Moratorium cost lecturer her contract, tribunal told
THE moratorium on hiring in the public sector cannot be used to undermine an employee's right to a permanent contract, a tribunal heard yesterday.
Barrister and mediator Brid O'Flaherty claims her client, psychology and special education lecturer Maeve Dupont, was unfairly denied a permanent contract with St Patrick's College in Dublin despite having worked at the college for four years on a fixed-term contract which ended in August 2009.
Ms Dupont is suing the college, an education and humanities affiliate of Dublin City University, for unfair dismissal.
She claims that she was unfairly selected for redundancy.
Although Ms Dupont continues to work at the college on a three-year, fixed-term contract, she is seeking reinstatement on a permanent contract.
At an Employment Appeals Tribunal (EAT) hearing in Dublin yesterday, Ms Dupont, through her barrister, argued that her right to a permanent contract of indefinite duration (CID) was denied to her.
A Rights Commissioner from the Labour Court upheld her claim to a CID in a decision in October 2009.
Despite this, Ms Dupont was made redundant in February 2010, the tribunal heard.
Although she was re-employed by the college to temporarily cover a woman on maternity leave -- followed by another three-year temporary contract in August 2010 -- Ms Dupont argued that she was denied her right to a permanent job.

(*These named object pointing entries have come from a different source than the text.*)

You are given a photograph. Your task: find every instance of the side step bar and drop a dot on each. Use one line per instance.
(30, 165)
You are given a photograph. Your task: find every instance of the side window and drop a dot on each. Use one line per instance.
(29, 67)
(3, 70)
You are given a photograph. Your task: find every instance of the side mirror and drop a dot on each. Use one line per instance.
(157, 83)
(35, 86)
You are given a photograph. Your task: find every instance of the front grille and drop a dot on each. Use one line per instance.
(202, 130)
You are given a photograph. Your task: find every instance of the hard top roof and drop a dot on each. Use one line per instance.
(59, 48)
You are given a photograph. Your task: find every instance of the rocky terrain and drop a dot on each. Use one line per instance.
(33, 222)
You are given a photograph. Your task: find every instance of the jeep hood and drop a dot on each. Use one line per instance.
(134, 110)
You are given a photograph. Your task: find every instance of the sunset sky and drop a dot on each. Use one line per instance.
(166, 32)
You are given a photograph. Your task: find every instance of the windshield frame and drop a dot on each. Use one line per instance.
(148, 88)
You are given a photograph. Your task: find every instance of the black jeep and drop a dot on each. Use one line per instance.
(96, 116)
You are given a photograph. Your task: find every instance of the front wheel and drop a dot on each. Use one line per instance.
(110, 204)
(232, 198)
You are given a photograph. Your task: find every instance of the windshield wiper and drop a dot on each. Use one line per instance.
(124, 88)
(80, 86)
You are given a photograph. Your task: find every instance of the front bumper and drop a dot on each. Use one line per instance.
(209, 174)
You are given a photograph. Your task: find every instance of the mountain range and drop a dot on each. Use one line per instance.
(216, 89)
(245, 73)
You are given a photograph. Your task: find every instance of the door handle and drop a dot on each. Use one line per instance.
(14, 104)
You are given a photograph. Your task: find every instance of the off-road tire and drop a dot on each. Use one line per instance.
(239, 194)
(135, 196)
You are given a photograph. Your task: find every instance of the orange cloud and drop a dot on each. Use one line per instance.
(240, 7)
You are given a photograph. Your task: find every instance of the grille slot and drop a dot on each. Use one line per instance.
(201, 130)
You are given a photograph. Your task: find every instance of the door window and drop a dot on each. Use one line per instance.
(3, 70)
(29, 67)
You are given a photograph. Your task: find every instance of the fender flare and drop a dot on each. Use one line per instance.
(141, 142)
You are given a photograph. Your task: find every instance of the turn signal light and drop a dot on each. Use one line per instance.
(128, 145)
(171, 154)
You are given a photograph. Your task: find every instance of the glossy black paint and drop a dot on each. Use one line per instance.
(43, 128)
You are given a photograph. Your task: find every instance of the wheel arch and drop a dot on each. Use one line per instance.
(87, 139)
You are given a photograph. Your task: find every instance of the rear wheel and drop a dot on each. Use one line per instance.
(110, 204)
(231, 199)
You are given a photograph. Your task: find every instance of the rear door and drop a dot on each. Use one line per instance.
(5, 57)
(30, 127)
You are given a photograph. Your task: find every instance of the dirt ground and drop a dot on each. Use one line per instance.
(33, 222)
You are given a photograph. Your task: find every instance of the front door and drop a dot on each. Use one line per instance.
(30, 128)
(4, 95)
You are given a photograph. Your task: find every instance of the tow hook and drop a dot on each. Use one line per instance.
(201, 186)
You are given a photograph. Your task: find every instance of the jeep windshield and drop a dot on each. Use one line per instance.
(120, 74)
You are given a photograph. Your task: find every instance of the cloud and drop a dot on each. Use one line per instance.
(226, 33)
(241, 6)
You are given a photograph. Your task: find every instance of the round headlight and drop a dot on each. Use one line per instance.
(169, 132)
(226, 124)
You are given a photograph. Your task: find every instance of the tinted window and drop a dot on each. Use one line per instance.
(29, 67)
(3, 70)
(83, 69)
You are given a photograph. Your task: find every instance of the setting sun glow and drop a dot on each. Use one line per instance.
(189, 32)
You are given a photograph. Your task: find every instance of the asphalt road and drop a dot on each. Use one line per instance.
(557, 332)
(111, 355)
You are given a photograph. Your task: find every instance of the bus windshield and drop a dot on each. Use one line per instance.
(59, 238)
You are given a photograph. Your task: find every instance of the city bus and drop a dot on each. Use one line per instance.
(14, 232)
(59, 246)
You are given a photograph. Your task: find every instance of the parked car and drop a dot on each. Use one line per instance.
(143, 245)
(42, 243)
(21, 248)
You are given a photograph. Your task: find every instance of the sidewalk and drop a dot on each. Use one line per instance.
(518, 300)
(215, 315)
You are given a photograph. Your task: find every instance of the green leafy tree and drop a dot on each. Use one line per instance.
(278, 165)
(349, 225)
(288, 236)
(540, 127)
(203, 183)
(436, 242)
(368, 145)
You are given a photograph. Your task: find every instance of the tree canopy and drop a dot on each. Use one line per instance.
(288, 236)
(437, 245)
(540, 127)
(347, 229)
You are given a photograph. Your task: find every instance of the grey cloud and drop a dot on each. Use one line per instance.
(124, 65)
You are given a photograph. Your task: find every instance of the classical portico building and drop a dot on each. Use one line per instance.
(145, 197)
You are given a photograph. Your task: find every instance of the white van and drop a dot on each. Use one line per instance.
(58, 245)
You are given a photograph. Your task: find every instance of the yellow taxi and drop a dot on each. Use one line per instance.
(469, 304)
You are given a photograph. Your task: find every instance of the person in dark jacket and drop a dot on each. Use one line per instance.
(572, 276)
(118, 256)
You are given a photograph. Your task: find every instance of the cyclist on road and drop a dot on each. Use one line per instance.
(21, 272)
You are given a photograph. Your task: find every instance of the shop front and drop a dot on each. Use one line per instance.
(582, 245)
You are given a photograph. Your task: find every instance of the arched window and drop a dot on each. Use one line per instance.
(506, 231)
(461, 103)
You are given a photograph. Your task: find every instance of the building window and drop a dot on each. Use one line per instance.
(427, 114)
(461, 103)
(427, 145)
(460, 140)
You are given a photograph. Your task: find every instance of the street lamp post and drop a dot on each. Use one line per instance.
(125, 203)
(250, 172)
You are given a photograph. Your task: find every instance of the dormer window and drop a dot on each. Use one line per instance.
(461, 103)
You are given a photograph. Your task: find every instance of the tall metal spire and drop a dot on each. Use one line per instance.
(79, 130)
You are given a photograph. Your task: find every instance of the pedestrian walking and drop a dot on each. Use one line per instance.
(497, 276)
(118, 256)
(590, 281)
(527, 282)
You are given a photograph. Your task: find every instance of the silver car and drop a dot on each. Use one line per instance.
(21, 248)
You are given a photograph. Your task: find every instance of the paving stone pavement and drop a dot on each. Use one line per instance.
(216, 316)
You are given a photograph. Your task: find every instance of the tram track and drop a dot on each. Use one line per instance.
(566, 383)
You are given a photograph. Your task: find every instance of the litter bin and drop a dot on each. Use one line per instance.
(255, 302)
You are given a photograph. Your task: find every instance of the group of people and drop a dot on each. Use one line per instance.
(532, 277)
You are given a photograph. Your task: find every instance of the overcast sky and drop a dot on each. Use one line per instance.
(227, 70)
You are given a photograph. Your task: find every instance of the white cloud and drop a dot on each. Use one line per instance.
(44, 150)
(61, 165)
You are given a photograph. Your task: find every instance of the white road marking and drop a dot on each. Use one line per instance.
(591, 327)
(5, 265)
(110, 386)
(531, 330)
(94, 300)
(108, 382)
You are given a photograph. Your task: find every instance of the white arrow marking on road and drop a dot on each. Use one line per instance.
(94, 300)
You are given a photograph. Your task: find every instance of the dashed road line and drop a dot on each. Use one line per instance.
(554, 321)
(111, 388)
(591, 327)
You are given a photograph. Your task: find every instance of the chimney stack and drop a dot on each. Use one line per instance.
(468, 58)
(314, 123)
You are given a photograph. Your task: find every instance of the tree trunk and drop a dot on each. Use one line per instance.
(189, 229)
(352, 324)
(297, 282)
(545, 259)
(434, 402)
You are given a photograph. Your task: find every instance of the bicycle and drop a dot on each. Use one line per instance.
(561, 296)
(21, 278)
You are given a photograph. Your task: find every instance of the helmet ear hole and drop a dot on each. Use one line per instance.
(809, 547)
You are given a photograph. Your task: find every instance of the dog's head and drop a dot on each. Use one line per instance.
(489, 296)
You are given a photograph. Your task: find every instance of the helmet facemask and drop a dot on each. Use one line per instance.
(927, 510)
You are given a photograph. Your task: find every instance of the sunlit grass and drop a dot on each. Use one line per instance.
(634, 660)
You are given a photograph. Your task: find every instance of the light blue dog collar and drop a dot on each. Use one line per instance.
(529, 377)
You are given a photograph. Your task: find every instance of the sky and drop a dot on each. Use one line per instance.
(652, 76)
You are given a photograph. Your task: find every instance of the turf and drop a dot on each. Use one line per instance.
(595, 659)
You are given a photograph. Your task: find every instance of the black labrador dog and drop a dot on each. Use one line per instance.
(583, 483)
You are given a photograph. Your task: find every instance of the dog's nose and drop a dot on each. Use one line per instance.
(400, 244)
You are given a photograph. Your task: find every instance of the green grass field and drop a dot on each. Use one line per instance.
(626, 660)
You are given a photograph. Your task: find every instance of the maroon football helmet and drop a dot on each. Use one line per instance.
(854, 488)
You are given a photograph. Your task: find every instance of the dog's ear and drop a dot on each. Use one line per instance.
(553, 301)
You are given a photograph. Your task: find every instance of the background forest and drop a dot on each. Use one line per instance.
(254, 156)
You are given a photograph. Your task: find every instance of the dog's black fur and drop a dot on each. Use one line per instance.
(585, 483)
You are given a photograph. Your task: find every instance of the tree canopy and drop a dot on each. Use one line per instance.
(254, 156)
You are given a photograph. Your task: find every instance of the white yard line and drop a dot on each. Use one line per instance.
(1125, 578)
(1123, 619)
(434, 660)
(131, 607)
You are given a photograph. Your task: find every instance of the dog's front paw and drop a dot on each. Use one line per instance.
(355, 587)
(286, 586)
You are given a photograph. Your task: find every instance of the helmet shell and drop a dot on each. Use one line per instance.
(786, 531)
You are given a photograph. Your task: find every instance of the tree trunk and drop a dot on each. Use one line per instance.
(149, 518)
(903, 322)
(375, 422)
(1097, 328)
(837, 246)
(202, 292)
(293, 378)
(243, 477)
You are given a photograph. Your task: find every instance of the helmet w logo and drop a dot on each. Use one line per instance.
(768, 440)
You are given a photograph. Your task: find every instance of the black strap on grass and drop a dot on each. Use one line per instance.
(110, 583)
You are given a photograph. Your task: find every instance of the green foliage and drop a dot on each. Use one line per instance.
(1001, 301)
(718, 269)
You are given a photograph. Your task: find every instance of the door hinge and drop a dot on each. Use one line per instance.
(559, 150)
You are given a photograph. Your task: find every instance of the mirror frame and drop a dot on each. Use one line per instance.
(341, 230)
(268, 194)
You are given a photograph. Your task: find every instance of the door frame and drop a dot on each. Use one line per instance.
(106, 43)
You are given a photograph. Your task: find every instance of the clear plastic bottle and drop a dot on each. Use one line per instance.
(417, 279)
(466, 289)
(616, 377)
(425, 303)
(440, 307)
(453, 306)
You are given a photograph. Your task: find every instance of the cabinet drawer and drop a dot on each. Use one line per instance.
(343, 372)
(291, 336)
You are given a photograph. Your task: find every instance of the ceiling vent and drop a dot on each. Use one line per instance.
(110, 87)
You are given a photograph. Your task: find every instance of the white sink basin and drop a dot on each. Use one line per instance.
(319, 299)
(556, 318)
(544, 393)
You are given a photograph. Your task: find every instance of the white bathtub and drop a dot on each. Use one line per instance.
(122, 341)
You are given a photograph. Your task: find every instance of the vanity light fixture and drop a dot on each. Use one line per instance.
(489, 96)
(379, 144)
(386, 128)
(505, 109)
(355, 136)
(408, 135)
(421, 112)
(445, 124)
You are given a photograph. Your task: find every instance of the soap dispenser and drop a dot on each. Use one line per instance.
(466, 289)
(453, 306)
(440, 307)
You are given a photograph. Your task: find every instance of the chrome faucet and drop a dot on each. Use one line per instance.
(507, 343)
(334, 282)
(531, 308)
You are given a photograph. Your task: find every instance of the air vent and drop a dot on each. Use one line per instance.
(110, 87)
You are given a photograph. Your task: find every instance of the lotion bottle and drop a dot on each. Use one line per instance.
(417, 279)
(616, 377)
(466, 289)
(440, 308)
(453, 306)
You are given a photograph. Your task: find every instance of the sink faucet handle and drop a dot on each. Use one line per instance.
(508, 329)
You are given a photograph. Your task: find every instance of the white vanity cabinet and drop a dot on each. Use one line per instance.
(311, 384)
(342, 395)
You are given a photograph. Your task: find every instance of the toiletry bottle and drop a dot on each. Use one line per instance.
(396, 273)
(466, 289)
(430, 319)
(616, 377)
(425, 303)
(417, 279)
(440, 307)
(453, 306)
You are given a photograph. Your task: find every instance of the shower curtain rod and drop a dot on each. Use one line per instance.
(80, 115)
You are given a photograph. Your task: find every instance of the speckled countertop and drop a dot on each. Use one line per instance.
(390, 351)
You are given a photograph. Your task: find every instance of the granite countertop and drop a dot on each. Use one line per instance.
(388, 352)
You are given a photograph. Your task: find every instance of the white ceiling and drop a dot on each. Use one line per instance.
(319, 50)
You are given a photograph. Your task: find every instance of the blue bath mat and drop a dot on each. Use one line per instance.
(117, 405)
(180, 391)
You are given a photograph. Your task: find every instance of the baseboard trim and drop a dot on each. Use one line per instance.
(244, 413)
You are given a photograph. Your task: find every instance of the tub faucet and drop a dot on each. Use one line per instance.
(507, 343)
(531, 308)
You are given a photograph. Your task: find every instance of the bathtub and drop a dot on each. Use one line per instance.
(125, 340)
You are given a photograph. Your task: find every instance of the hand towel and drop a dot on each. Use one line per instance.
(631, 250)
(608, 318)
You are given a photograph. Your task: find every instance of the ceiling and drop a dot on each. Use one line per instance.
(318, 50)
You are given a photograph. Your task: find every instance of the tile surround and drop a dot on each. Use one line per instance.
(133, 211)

"This case isn't about money," Ms O'Flaherty said. "This is about the duty of an employer to (labour) legislation,"she said.
Kerry Molyneaux, a human resources officer for IBEC who appeared on behalf of the college, told the tribunal that the college was unable to give Ms Dupont a permanent contract because of the State's moratorium on recruitment and promotions within the public sector.
The moratorium, effective from March 2009, includes an employment control framework for third-level institutions in which only essential academic and support posts can be filled.
The college, however, is willing to offer Ms Dupont compensation amounting to four weeks' salary, she added.
"A policy decision by the department doesn't take way from the employers' duty (towards employees)," tribunal member Jim Dorney said.
Both parties have until February 14 to complete their written submissions to the tribunal before a decision is made.